Auch auf dem Balkan und im slavischen Sprachraum sind mehrere klassische Resonanzinstrumente zu finden.
Und das Abendland und der hohe Norden? Resonanzinstrumente finden sich offenbar primär in nordischen Ländern. Hierzu gehören die norwegische Hardangerfiedel, die Nyckelharpa Schwedens und die walisische Crwth. Die These der Entwicklung von Resonanzinstrumenten zum Spiel unter freiem Himmel gewinnt an Evidenz.
Im deutschen Sprachraum sind die Viola d’amore und das Baryton die bekanntesten Instrumente mit Resonanzsaiten. Die Viola d’amore verdankt dem Hamburger Musiker Johann Ritter ihre früheste Erwähnung in einem Brief des Jahres 1649. 125 Jahre zuvor wurde erstmals die Violine erwähnt.
Im Gegensatz zur Campanula-Viola besitzt die Viola d’amore mehr Spielsaiten als die klassische Viola. Meist sind es fünf bis sieben und ebensoviele Resonanzsaiten. Die Griffweise unterscheidet sich somit von der klassischen Viola, und die Umstellung erfordert mehr Zeit und Mühe.
Auch ist der Klang der Viola d’amore feiner und leiser, weniger durchsetzungsstark als der der Campanula. Biber, Telemann und Vivaldi sind einige der bekannten Komponisten, die Konzerte oder Sonaten für das Instrument schrieben. Bach verwendet zwei Violen d’amore in der Johannespassion und setzt sie in zwei seiner Kirchenkantaten ein. Das Leipziger Bach-Museum wie das ebenfalls in Leipzig beheimatete Musikinstrumentenmuseum, unmittelbar an Bachs ursprünglicher Begräbnisstätte gelegen, beherbergen auch diese Instrumente. Obwohl die Viola d’amore ein historisches Instrument ist, haben einige Komponisten in jüngerer Zeit wieder für sie komponiert.
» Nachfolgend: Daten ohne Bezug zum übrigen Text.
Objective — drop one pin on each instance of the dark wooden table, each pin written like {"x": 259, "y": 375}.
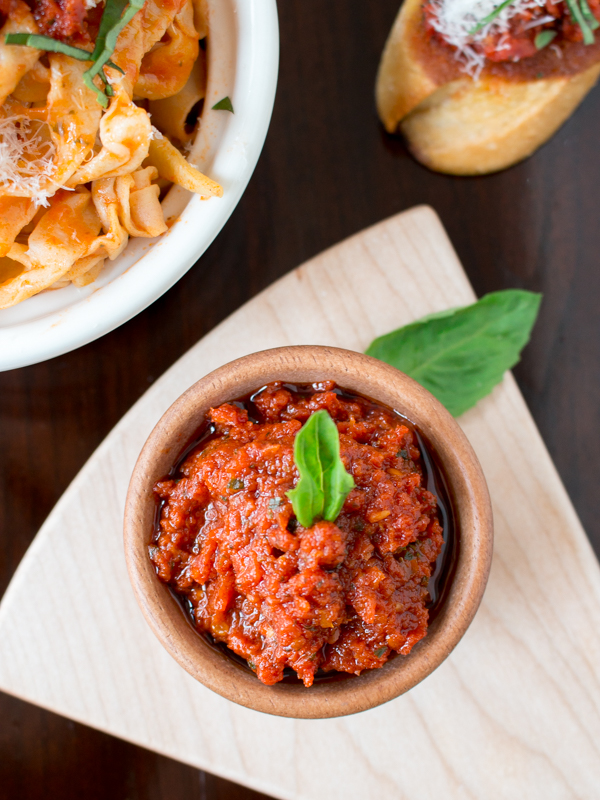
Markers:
{"x": 327, "y": 171}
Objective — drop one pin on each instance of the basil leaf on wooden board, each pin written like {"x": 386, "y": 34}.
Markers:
{"x": 324, "y": 483}
{"x": 460, "y": 355}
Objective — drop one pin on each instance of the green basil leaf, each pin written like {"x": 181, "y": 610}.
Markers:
{"x": 223, "y": 105}
{"x": 48, "y": 44}
{"x": 116, "y": 15}
{"x": 578, "y": 17}
{"x": 588, "y": 15}
{"x": 324, "y": 483}
{"x": 490, "y": 17}
{"x": 543, "y": 39}
{"x": 461, "y": 356}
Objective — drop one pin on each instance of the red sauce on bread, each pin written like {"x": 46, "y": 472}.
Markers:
{"x": 567, "y": 56}
{"x": 338, "y": 596}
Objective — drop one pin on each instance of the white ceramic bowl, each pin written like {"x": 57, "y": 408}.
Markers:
{"x": 243, "y": 58}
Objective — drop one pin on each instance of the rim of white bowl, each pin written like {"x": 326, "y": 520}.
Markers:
{"x": 148, "y": 268}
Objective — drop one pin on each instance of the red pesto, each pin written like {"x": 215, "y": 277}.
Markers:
{"x": 337, "y": 596}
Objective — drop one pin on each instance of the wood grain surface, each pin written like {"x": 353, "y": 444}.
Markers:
{"x": 507, "y": 712}
{"x": 327, "y": 171}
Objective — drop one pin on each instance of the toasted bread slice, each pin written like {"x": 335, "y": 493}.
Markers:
{"x": 466, "y": 126}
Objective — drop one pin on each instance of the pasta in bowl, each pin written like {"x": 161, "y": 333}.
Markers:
{"x": 82, "y": 204}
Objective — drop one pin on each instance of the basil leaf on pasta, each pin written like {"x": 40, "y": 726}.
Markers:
{"x": 48, "y": 44}
{"x": 117, "y": 13}
{"x": 460, "y": 355}
{"x": 324, "y": 483}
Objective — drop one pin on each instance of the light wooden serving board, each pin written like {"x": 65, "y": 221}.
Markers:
{"x": 513, "y": 713}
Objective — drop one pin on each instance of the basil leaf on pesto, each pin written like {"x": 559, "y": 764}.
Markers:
{"x": 461, "y": 355}
{"x": 324, "y": 483}
{"x": 224, "y": 105}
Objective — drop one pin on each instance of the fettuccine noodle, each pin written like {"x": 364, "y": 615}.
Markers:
{"x": 76, "y": 179}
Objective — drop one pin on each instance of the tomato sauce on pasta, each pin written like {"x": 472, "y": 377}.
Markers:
{"x": 98, "y": 152}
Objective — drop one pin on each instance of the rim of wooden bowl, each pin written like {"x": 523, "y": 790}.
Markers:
{"x": 468, "y": 493}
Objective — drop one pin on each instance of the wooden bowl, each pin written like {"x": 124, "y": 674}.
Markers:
{"x": 468, "y": 494}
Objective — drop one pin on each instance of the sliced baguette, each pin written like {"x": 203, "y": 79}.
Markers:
{"x": 467, "y": 127}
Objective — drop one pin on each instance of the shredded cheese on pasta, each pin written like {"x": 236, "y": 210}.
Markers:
{"x": 26, "y": 159}
{"x": 77, "y": 180}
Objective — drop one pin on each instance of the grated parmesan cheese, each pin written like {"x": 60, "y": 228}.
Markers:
{"x": 454, "y": 19}
{"x": 26, "y": 159}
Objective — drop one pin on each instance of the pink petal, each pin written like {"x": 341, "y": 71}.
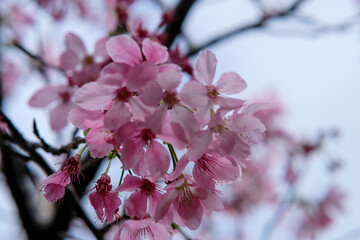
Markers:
{"x": 58, "y": 116}
{"x": 251, "y": 128}
{"x": 164, "y": 203}
{"x": 75, "y": 44}
{"x": 96, "y": 200}
{"x": 153, "y": 199}
{"x": 117, "y": 116}
{"x": 169, "y": 80}
{"x": 157, "y": 160}
{"x": 115, "y": 68}
{"x": 186, "y": 120}
{"x": 152, "y": 94}
{"x": 194, "y": 94}
{"x": 85, "y": 119}
{"x": 139, "y": 75}
{"x": 230, "y": 83}
{"x": 44, "y": 96}
{"x": 123, "y": 49}
{"x": 180, "y": 166}
{"x": 190, "y": 211}
{"x": 169, "y": 67}
{"x": 213, "y": 202}
{"x": 69, "y": 60}
{"x": 93, "y": 96}
{"x": 205, "y": 67}
{"x": 131, "y": 183}
{"x": 97, "y": 140}
{"x": 111, "y": 80}
{"x": 154, "y": 52}
{"x": 139, "y": 110}
{"x": 203, "y": 179}
{"x": 100, "y": 53}
{"x": 54, "y": 192}
{"x": 131, "y": 154}
{"x": 136, "y": 204}
{"x": 228, "y": 104}
{"x": 156, "y": 121}
{"x": 199, "y": 145}
{"x": 111, "y": 205}
{"x": 58, "y": 178}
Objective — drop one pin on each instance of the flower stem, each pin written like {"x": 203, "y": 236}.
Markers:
{"x": 82, "y": 150}
{"x": 122, "y": 175}
{"x": 108, "y": 167}
{"x": 173, "y": 155}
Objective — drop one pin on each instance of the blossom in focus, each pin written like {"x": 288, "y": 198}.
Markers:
{"x": 104, "y": 200}
{"x": 190, "y": 201}
{"x": 81, "y": 66}
{"x": 54, "y": 185}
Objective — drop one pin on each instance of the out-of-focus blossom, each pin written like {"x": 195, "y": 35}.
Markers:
{"x": 104, "y": 200}
{"x": 61, "y": 94}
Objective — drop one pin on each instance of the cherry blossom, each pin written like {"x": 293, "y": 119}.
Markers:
{"x": 104, "y": 200}
{"x": 54, "y": 185}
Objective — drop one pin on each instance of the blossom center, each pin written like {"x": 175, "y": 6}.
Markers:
{"x": 171, "y": 99}
{"x": 147, "y": 135}
{"x": 103, "y": 184}
{"x": 124, "y": 94}
{"x": 88, "y": 60}
{"x": 73, "y": 164}
{"x": 148, "y": 186}
{"x": 213, "y": 93}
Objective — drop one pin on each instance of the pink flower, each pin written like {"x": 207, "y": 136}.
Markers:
{"x": 62, "y": 95}
{"x": 141, "y": 151}
{"x": 189, "y": 200}
{"x": 81, "y": 66}
{"x": 144, "y": 200}
{"x": 54, "y": 185}
{"x": 123, "y": 49}
{"x": 104, "y": 200}
{"x": 142, "y": 229}
{"x": 99, "y": 139}
{"x": 202, "y": 93}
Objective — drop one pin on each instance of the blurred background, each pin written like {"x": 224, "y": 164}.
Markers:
{"x": 302, "y": 57}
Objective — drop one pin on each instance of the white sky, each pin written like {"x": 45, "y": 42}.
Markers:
{"x": 317, "y": 77}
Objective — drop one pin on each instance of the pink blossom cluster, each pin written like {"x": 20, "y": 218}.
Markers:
{"x": 137, "y": 109}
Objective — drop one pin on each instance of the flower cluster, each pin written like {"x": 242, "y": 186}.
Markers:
{"x": 136, "y": 109}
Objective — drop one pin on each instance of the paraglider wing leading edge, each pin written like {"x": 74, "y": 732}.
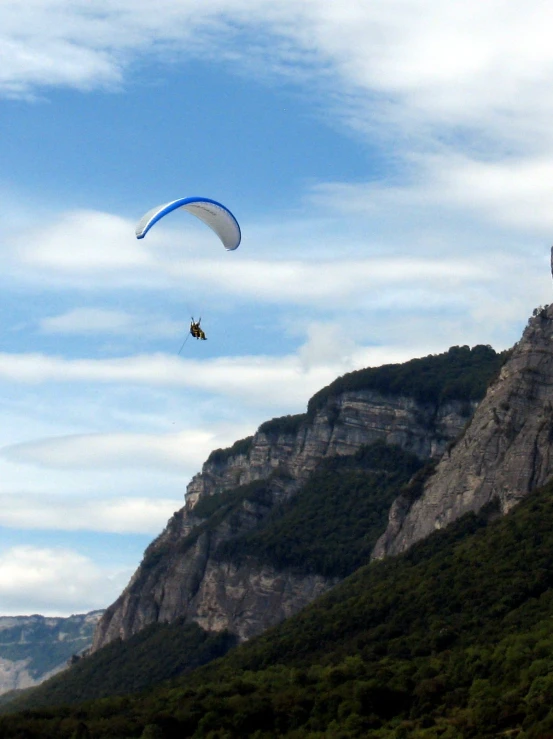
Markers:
{"x": 212, "y": 213}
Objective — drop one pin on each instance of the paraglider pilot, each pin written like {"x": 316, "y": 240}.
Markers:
{"x": 196, "y": 331}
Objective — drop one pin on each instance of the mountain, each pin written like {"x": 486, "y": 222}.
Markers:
{"x": 450, "y": 639}
{"x": 32, "y": 648}
{"x": 505, "y": 452}
{"x": 214, "y": 564}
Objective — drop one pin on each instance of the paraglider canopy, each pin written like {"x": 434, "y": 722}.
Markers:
{"x": 212, "y": 213}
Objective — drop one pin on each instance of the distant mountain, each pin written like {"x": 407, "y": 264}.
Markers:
{"x": 450, "y": 639}
{"x": 32, "y": 648}
{"x": 279, "y": 519}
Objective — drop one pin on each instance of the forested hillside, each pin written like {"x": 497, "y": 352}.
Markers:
{"x": 451, "y": 639}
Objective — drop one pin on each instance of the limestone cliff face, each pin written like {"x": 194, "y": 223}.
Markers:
{"x": 341, "y": 427}
{"x": 506, "y": 451}
{"x": 180, "y": 575}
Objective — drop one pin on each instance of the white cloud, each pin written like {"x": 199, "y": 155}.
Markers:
{"x": 479, "y": 63}
{"x": 119, "y": 515}
{"x": 81, "y": 321}
{"x": 55, "y": 581}
{"x": 83, "y": 243}
{"x": 177, "y": 451}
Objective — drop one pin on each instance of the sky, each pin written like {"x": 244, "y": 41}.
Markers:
{"x": 391, "y": 167}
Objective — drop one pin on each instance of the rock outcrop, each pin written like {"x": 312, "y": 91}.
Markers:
{"x": 33, "y": 648}
{"x": 180, "y": 577}
{"x": 505, "y": 452}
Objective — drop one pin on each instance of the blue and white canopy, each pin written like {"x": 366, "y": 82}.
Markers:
{"x": 212, "y": 213}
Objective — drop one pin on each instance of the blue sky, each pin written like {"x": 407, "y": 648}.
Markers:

Auch im Kontext der historisch informierten Aufführungspraxis erfreut die ‚Liebesbratsche‘ sich steigender Beliebtheit.
Dieses Schicksal ist dem Baryton hingegen nicht vergönnt. Entwickelt im frühen und vornehmlich gespielt im 18. Jahrhundert ist dieses Instrument der Vergessenheit anheim gefallen, und dies obwohl Joseph Haydn eine große Anzahl an Werken für oder mit Baryton verfasste und Leopold Mozart in seiner heute noch bedeutenden Violinschule seinen Klang als „anmutig“ lobt.
Das H’arpeggione – nicht zu verwechseln mit dem Arpeggione, für das Schubert eine bekannte Sonate schrieb –, das patentierte Bazantar von Mark Deutsch und einige Instrumente Yuri Landmans sind weitere junge Entwicklungen auf dem Gebiet der Resonanzinstrumente.
Die Familie der Campanula ist mit dem ihr eigenen, wundervollen Klang eine große Bereicherung unter den Streichinstrumenten. Zahlreiche Musiker spielen diese Instrumente neben ihrem klassischen Instrument oder kaprizieren sich vollumfänglich auf das Campanula-Spiel. Ein modernes Musikleben, das oftmals ein Begehen der Nebenwege fordert und wünschenswerterweise gleichfalls fördert, steht diesem wundervollen Instrument mit großer Aufgeschlossenheit gegenüber. Und so darf gehofft werden, dass sich die Campanula als ‚klassisches Sonderinstrument‘ in den Kanon der Streichinstrumente einreiht und ihren Platz behauptet.